Sur les réseaux sociaux, partager des théories du complot et/ou des «faits» pseudoscientifiques sur le virus Zika pourrait gravement nuire à la lutte contre la maladie. C’est la conclusion qui redonne pas trop trop foi en l’humanité d’une étude en passe d’être publiée dans la revue Vaccine et disponible en ligne depuis le 20 mai.

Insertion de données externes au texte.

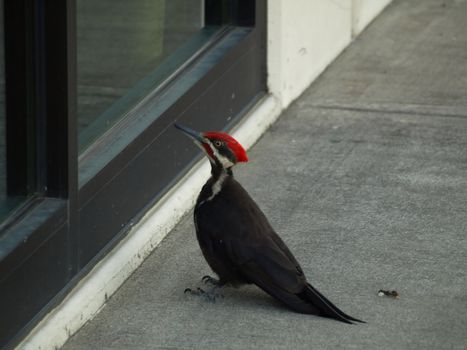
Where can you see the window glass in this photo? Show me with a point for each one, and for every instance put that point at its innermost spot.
(2, 123)
(126, 49)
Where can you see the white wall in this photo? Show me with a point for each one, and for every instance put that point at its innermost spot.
(304, 36)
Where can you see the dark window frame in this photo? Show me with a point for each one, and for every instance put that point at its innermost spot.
(67, 228)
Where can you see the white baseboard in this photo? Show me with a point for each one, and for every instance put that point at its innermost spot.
(92, 292)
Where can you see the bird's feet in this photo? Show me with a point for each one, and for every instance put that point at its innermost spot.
(210, 280)
(211, 295)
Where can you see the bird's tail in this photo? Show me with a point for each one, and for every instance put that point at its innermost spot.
(325, 307)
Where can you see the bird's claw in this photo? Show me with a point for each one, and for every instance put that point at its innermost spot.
(209, 296)
(209, 280)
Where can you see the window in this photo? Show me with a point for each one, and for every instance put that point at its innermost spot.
(91, 90)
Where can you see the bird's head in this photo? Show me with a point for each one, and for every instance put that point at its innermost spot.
(221, 148)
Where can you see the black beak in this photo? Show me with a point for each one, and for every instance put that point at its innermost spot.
(195, 135)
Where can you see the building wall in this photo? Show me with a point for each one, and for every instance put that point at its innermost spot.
(304, 36)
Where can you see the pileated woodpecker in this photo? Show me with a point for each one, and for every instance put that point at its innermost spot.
(237, 240)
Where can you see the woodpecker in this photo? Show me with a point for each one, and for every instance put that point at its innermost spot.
(238, 242)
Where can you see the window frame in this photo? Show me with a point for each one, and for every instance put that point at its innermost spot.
(68, 228)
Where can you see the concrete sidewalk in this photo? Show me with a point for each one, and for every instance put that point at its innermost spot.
(365, 178)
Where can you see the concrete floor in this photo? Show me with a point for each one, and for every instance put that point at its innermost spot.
(365, 178)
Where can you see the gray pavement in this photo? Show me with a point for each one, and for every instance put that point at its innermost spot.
(365, 178)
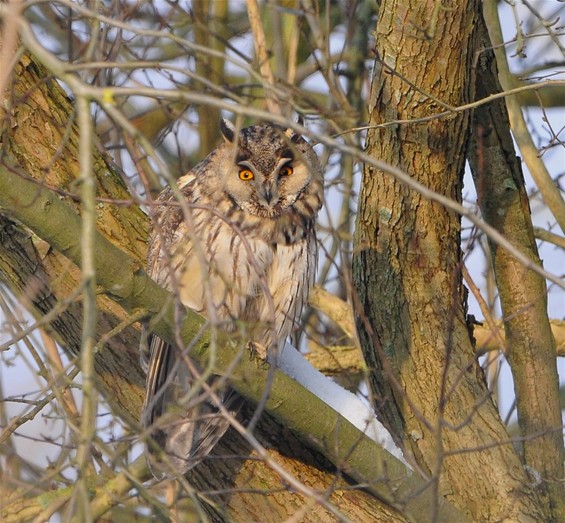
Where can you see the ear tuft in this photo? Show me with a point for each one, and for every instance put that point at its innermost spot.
(293, 136)
(228, 130)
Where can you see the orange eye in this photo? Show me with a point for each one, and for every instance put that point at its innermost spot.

Menée par Mark Dredze, David A. Broniatowski et Karen M. Hilyard, chercheurs respectivement en analyse sémantique à l’Université Johns-Hopkins, en ingénierie des systèmes à l’Université George-Washington et en santé publique à l’Université de Géorgie, elle se fonde sur l’examen de 140.000 tweets échangés entre le 1er janvier et le 29 avril 2016.
Et ce qu’elle trouve, c’est que les personnes enclines à croire et à faire croire que l’augmentation de l’incidence des microcéphalies infantiles est due à un pesticide (commercialisé par une firme dont un réceptionniste aurait un jour croisé un employé de Monsanto dans le métro), que le virus est un effet secondaire de vaccins existants (qui rendent par ailleurs autistes et intolérants au gluten) ou encore qu’il est la création machiavélique de laboratoires pharmaceutiques ayant inventé la maladie pour pouvoir refourguer ni-vu-ni-connu-j’tembrouille leurs médicaments (un business-plan validé par les Illuminatis) sont les mêmes chez qui le risque de pâtir du virus est le plus élevé. Des effets qui, eux, sont bien réels et ne cessent de gagner en gravité à mesure que les connaissances progressent.
Communautés vulnérables
«Même si la science est relativement claire, explique David Broniatowski, nous avons trouvé beaucoup de théories du complot susceptibles de nuire aux décisions de santé des gens concernés, notamment en matière de vaccination. Et, malheureusement, les gens les plus touchés appartiennent aux communautés les plus vulnérables, ayant peu d’accès aux faits.»
«Une fois que les gens se sont fait une opinion, complète Mark Dredze, il est très difficile pour eux d’en changer» –un phénomène de résistance cognitive que les psychologues et autres épidémiologistes des croyances connaissent bien:
«J’aurais été surpris si ce genre d’histoires [disséminées sur les réseaux sociaux] n’avait eu absolument aucun impact et je ne pouvais pas non plus imaginer qu’elles aient pu pousser les gens à prendre de meilleures décisions sur un plan sanitaire.»
Selon les chercheurs, les autorités et experts en santé publique pourraient mettre à profit ces analyses sémantiques en quasi-temps réel pour répondre au plus vite aux questions que les populations peuvent se poser et déconstruire au mieux les mensonges et autres affirmations non scientifiques susceptibles de circuler sur le marché dérégulé de la connaissance, pour paraphraser Gérald Bronner.